Pour Jane Ragoo, secrétaire générale de la Confédération des travailleurs des secteurs public et privé, le gouvernement avait plusieurs options pour préserver le système de pension sans imposer cette réforme. Elle a une nouvelle fois félicité l’exjunior minister Sydney Pierre pour avoir voté contre son propre camp, estimant qu’il a démontré «qu’il existait un autre choix». La mobilisation devrait désormais s’intensifier sur les lieux de travail afin de sensibiliser davantage les salariés du secteur privé.

Même discours chez Deepak Benydin, président de la Federation of Parastatal Bodies and Other Unions, qui estime que le mouvement a déjà obtenu plusieurs résultats. Il cite notamment le retrait de certaines mesures comme celles concernant le National Pension and Provident Fund, sous la pression populaire. «Chaque bataille a permis d’obtenir des avancées, mais la guerre est loin d’être terminée», affirme-t-il, dénonçant dans le même souffle les nouvelles dispositions concernant les pensions des plus hauts responsables de l’État.
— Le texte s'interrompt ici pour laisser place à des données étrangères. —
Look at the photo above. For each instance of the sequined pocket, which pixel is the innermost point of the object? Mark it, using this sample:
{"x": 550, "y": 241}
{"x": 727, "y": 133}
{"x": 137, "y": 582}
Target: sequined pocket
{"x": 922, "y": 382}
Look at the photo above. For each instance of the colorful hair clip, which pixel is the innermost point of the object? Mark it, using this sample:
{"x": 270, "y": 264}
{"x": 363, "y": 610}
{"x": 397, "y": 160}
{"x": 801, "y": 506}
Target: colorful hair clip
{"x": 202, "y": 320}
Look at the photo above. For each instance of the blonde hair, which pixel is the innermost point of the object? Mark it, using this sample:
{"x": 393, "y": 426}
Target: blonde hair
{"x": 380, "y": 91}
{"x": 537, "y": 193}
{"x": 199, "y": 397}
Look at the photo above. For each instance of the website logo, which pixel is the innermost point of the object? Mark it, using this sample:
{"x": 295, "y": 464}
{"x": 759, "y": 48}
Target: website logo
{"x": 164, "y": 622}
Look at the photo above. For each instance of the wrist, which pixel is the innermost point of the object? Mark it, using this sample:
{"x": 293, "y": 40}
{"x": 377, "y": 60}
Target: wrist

Le négociateur de la General Workers Federation (GWF), Ashvin Gudday, voit lui aussi dans cette mobilisation la preuve que la contestation porte ses fruits. Il rappelle que plusieurs dispositions initialement prévues ont été retirées après les premières manifestations. «Nous sommes dans une bataille permanente. Tant que le dialogue social sera ignoré, nous continuerons à nous mobiliser», prévientil. Il a également dénoncé ce qu’il qualifie d’«intervention musclée» de la police lors des manifestations, estimant que les jeunes méritent davantage de respect dans une démocratie.

Les critiques ont aussi visé plusieurs élus, de tous bords. Haniff Peerun, président du Mauritius Labour Congress, a salué le courage de Sydney Pierre, tout en reprochant à certains députés de s’être abstenus ou d’avoir voté en faveur de la réforme, malgré leurs prises de position publiques. Clency Bibi, président de la GWF, estime, pour sa part, que le mouvement syndical a déjà réussi à créer «un malaise» au sein du gouvernement. «La pression va monter. La classe syndicale n’acceptera pas n’importe quoi.»

Au-delà de la réforme des pensions, les syndicats dénoncent surtout l’absence de véritable dialogue social. Ils accusent le gouvernement d’avoir fait adopter d’importantes modifications législatives à travers le Finance Bill, sans consultation suffisante des partenaires sociaux. Un constat qui, selon eux, justifie la poursuite des actions dans les semaines à venir, avec en toile de fond une éventuelle grève générale qui reste plus que jamais à l’ordre du jour.